If the UJC Executive Committee determines that a COVID complaint is significant or repetitive, or the case comes from an ODOS referral, it will accept the complaint. According to University Policy SEC-045, the UJC has jurisdiction over “serious” violations which will be “fact-bound, though we expect it will include repeated violations by the same individual or organization, those that constitute a refusal to comply when warned or encouraged, and large events in plain, intentional disregard of size and distance limitations.”

Applicable Standards of Conduct (SOC)

While UJC will always review and, if appropriate, adjudicate allegations regarding any of the SOCs, most COVID violations will fall under four possible standards: Standards 2, 6, 10, and 12. Please note that these SOCs may be brought forward singularly or in combination with other SOCs depending on the situation:

Standard 2: Any behavior that intentionally or recklessly threatens the health or safety of others.

Standard 6: Violations of University policy in the Record, including (SEC-045).

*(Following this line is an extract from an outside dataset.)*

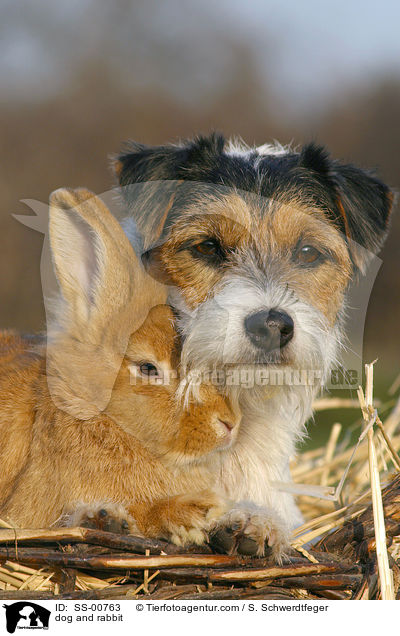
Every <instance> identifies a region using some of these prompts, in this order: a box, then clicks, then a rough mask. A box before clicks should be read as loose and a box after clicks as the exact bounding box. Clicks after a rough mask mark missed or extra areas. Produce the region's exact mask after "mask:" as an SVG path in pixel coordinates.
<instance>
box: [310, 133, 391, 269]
mask: <svg viewBox="0 0 400 636" xmlns="http://www.w3.org/2000/svg"><path fill="white" fill-rule="evenodd" d="M299 166H300V167H301V168H303V169H304V168H305V169H307V170H308V171H310V172H311V173H312V174H313V176H314V177H316V179H317V180H318V182H319V185H320V186H322V189H325V188H326V189H327V190H326V194H327V195H329V196H328V197H327V199H326V200H325V201H324V203H325V205H326V206H327V207H329V210H330V216H331V217H333V219H334V221H335V223H336V224H337V226H338V227H339V229H340V230H341V231H342V232H343V234H344V235H345V236H346V237H347V239H349V242H350V243H351V245H349V247H350V252H351V255H352V257H353V260H354V263H355V265H356V266H357V267H358V268H360V269H363V268H364V267H365V264H366V261H367V260H368V252H369V253H373V254H377V253H378V252H379V250H380V249H381V247H382V245H383V243H384V241H385V238H386V235H387V232H388V228H389V219H390V212H391V209H392V204H393V193H392V192H391V190H390V189H389V188H388V187H387V186H386V185H385V184H384V183H383V182H382V181H380V180H379V179H378V178H377V177H376V176H375V175H374V174H373V173H372V172H368V171H366V170H362V169H361V168H357V167H355V166H353V165H350V164H343V163H340V162H338V161H334V160H332V159H331V158H330V156H329V154H328V152H327V151H326V150H325V149H324V148H323V147H322V146H317V145H315V144H308V145H307V146H304V148H303V149H302V151H301V153H300V157H299ZM327 200H329V203H327ZM357 245H359V246H361V248H364V249H361V250H359V249H357Z"/></svg>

Standard 10: Violations of federal, state, or local ordinances. Albemarle/Charlottesville County Ordinances can be found here.

Standard 12: Failure to comply with directions of University officials. Such violations may include failure to abide by the Return to Grounds Agreement signed by students prior to beginning the fall 2020 term.

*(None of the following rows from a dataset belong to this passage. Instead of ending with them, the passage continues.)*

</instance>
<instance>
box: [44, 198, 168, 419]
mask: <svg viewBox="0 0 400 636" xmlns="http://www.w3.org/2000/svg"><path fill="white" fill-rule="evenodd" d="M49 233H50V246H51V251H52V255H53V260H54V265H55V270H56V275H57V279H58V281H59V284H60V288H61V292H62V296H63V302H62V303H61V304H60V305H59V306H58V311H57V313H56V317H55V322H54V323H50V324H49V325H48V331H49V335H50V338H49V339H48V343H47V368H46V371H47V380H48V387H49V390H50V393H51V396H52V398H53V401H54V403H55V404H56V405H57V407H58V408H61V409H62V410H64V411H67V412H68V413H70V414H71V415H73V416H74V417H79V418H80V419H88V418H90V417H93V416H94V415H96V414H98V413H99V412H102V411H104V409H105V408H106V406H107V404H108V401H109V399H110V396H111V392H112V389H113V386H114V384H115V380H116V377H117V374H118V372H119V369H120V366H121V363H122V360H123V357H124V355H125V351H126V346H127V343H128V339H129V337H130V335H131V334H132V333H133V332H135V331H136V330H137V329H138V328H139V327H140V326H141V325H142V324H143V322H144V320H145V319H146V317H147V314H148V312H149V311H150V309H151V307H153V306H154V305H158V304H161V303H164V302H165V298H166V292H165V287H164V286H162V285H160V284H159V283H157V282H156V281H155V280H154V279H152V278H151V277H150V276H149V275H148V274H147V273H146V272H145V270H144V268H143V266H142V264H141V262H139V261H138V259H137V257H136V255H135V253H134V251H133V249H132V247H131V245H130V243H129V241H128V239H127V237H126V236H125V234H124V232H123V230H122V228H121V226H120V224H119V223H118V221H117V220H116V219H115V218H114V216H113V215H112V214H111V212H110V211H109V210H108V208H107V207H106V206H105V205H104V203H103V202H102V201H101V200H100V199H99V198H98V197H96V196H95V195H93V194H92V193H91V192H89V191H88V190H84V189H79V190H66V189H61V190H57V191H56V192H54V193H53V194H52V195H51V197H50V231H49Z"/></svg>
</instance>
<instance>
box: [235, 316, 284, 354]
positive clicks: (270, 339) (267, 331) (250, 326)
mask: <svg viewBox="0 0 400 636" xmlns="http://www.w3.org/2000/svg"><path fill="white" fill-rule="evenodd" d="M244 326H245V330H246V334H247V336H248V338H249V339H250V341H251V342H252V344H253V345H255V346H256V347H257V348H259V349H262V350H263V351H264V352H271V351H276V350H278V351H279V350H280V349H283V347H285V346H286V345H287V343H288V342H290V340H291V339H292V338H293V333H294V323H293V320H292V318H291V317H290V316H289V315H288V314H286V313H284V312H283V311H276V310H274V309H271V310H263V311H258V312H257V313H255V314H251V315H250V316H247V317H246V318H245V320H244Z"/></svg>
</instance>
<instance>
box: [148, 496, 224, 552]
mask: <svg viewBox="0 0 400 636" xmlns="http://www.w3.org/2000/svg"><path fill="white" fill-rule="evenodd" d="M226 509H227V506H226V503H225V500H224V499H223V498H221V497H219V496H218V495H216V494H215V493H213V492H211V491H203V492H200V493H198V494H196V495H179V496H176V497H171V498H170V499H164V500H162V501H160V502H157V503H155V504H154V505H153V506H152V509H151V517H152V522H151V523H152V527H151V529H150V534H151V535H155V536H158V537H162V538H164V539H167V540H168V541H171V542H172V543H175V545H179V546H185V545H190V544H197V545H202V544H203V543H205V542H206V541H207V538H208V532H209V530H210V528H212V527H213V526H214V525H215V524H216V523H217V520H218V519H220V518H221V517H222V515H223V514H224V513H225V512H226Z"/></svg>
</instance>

Q: If I get sent to the UJC does that mean that I will automatically face suspension or expulsion?

A: No. While the UJC retains the ability to suspend or expel a student, the Committee does not operate on precedent, meaning that there is no set outcome for any type of violation. We take into consideration the totality of circumstances in each case, including actions taken by students after the violation in question. Frequently used sanctions can be viewed here.

Q:  If I am sitting socially-distanced and outside with less than 15 people, do I still have to wear a mask?

A: Yes. The expectation is that masks are to be worn at all times, even when properly social-distanced.  Exceptions include eating, drinking, or exercising.

Q: If I go to the Lawn, the Corner, the Downtown Mall, or other places in Charlottesville, and more than 15 people are there as well, could I face punishment for being in these places?

A: Not necessarily. Current local ordinances for restaurants include a limit of 50% capacity, or 50 people, whichever is less. As long as you are part of a group of 15 people or less within those commercial establishments, you are not breaking policy. In regard to the Lawn, as long as you are socially distanced from other groups, wearing a mask, and in a group of 15 people or less, you are not breaking policy.

Q: What happens if we transition fully online?

A: If you continue to live off-grounds throughout the semester, you will still be held to UVA’s public health policy, local/state ordinances, and the UJC Standards of Conduct. If your case is reported and accepted by the UJC during our transition online, your case will be heard via an online platform.